Savaş bölgelerinden özellikle Kobene’deki mücadele ile dayanışma eylemleriyle buradaki mülteci direnişinin eylemleri parelel bir seyir iziiyor. Mülteci direnişine destek veren kitleler aynı zamanda Kobene direnişine destek veriyorlar.
Rojava’dan gelen mültecilerden 400 kadarı Hamburg’da bir çadır kampında tutuluyor. Değişik Avrupa ülkeleri üzerinden gelen Rojavalı mülteciler Dablin yasası gereği oralara geri gönderilmek isteniyor. Kadın, çocuk ve yaşlılardan oluşan mülteciler oldukça kötü koşullarda yaşamaya mecbur ediliyor.

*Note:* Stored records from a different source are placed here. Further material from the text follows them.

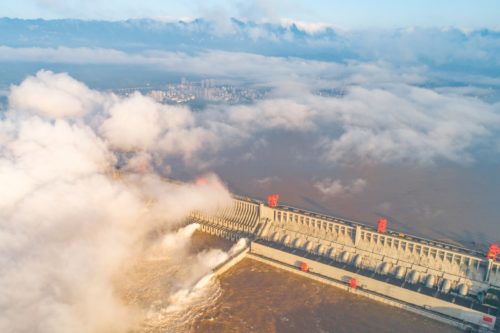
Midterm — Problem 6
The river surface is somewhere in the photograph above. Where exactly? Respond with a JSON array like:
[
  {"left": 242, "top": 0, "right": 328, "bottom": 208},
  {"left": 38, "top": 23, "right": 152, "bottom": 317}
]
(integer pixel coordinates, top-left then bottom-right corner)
[
  {"left": 193, "top": 255, "right": 460, "bottom": 333},
  {"left": 117, "top": 232, "right": 460, "bottom": 333}
]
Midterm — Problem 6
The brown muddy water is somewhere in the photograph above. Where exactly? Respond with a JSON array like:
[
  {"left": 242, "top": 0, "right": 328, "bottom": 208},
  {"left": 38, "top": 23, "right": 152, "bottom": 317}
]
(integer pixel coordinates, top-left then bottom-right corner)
[
  {"left": 193, "top": 259, "right": 460, "bottom": 333},
  {"left": 118, "top": 232, "right": 460, "bottom": 333}
]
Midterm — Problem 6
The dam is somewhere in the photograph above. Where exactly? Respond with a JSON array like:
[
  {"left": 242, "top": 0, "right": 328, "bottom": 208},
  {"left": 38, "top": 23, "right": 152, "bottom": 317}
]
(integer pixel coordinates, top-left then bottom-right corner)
[{"left": 189, "top": 195, "right": 500, "bottom": 332}]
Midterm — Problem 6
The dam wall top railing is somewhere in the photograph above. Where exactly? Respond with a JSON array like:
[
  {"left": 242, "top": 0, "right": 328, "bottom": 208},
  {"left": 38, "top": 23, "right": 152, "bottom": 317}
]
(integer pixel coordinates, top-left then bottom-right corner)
[{"left": 191, "top": 196, "right": 500, "bottom": 293}]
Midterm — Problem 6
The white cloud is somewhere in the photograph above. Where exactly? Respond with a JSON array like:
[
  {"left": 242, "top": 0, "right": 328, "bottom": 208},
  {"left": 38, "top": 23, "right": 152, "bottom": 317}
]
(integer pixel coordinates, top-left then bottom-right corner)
[
  {"left": 314, "top": 178, "right": 367, "bottom": 197},
  {"left": 0, "top": 72, "right": 234, "bottom": 332},
  {"left": 9, "top": 70, "right": 100, "bottom": 118}
]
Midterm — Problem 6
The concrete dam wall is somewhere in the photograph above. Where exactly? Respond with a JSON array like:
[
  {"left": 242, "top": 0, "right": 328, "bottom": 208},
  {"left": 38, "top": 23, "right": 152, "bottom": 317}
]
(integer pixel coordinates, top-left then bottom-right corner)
[{"left": 191, "top": 196, "right": 500, "bottom": 329}]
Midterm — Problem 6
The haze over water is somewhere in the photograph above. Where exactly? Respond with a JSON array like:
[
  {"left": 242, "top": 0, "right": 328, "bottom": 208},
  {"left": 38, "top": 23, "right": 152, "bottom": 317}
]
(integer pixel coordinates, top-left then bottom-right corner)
[{"left": 0, "top": 0, "right": 500, "bottom": 333}]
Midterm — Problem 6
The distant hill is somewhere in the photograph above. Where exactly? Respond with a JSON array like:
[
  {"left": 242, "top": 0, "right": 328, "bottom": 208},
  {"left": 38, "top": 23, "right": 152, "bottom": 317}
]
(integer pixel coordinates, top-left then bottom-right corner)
[{"left": 0, "top": 18, "right": 500, "bottom": 70}]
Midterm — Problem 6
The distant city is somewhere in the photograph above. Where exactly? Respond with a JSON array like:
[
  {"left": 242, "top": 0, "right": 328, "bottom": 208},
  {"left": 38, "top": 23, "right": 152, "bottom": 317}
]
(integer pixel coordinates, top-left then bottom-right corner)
[{"left": 113, "top": 78, "right": 270, "bottom": 104}]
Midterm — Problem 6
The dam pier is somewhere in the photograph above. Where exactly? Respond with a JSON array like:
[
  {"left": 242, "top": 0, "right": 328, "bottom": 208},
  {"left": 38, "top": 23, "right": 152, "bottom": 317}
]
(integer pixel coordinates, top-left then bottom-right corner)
[{"left": 190, "top": 195, "right": 500, "bottom": 332}]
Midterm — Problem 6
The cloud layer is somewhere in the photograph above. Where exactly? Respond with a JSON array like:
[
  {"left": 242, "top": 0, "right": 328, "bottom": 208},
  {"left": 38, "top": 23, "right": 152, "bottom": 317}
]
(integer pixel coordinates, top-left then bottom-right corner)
[{"left": 0, "top": 71, "right": 234, "bottom": 332}]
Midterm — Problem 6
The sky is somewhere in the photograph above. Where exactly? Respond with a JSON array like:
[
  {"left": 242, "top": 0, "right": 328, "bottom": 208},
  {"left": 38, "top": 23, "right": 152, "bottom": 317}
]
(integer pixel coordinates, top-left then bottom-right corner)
[{"left": 0, "top": 0, "right": 500, "bottom": 29}]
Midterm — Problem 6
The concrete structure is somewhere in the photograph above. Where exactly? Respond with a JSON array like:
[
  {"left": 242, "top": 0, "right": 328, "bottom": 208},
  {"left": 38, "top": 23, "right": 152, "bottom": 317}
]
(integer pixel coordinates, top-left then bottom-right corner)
[{"left": 191, "top": 197, "right": 500, "bottom": 330}]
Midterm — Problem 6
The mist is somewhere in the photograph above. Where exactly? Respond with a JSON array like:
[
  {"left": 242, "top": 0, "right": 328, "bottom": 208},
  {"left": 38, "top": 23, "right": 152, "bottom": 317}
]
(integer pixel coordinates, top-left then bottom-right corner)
[{"left": 0, "top": 71, "right": 236, "bottom": 332}]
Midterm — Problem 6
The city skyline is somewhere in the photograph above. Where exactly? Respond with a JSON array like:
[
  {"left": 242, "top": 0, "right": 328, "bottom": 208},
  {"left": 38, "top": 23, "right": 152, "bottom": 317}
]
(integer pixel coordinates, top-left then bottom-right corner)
[{"left": 0, "top": 0, "right": 500, "bottom": 29}]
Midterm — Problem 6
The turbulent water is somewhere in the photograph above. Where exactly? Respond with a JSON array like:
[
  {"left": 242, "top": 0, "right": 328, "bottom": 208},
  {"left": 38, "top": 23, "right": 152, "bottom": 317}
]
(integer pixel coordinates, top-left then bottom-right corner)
[
  {"left": 118, "top": 232, "right": 459, "bottom": 333},
  {"left": 193, "top": 259, "right": 459, "bottom": 333}
]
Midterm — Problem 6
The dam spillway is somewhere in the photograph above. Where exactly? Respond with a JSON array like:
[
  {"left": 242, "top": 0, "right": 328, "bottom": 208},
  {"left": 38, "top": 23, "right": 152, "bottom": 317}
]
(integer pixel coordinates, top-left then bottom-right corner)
[{"left": 190, "top": 196, "right": 500, "bottom": 331}]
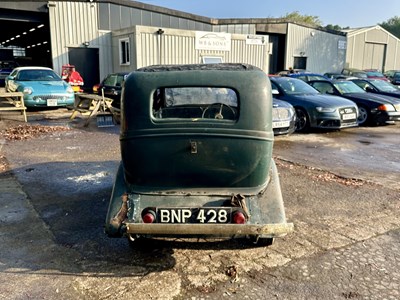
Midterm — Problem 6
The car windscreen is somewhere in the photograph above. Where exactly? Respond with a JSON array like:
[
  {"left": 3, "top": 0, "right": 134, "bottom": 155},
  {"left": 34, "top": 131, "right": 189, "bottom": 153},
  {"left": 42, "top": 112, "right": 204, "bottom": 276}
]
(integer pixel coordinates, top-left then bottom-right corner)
[
  {"left": 275, "top": 79, "right": 318, "bottom": 95},
  {"left": 104, "top": 74, "right": 126, "bottom": 86},
  {"left": 371, "top": 79, "right": 399, "bottom": 92},
  {"left": 334, "top": 80, "right": 366, "bottom": 94},
  {"left": 16, "top": 70, "right": 62, "bottom": 81},
  {"left": 367, "top": 71, "right": 385, "bottom": 77},
  {"left": 152, "top": 87, "right": 239, "bottom": 121}
]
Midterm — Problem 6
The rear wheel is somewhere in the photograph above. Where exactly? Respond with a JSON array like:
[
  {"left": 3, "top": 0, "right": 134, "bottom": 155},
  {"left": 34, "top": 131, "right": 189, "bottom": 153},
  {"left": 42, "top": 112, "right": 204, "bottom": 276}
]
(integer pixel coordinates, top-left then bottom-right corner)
[
  {"left": 357, "top": 106, "right": 370, "bottom": 126},
  {"left": 296, "top": 108, "right": 310, "bottom": 132}
]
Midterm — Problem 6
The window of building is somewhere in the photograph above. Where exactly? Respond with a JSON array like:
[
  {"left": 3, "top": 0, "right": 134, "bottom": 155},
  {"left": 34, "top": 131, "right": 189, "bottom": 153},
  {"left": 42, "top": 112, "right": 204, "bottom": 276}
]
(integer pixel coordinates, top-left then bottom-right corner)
[
  {"left": 201, "top": 56, "right": 224, "bottom": 64},
  {"left": 293, "top": 56, "right": 307, "bottom": 70},
  {"left": 119, "top": 38, "right": 131, "bottom": 65}
]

Avrupa ve Amerika gibi emperyalist merkez ülkeler, Rojava sorununa karşı pragmatist yaklaşıyorlar. Aylarca burada yaşanan katliama seyirci kaldılar. Ancak direniş kırılamayınca harekete geçtiler ve buralarda kendi kontrolünde hareket edecek güçler aracılığıyla oralara müdehale ediyorlar. Direnişçi güçleri mecbur bırakarak kendi işbirlikçilerini bölgeye yerleştirmek istiyorlar.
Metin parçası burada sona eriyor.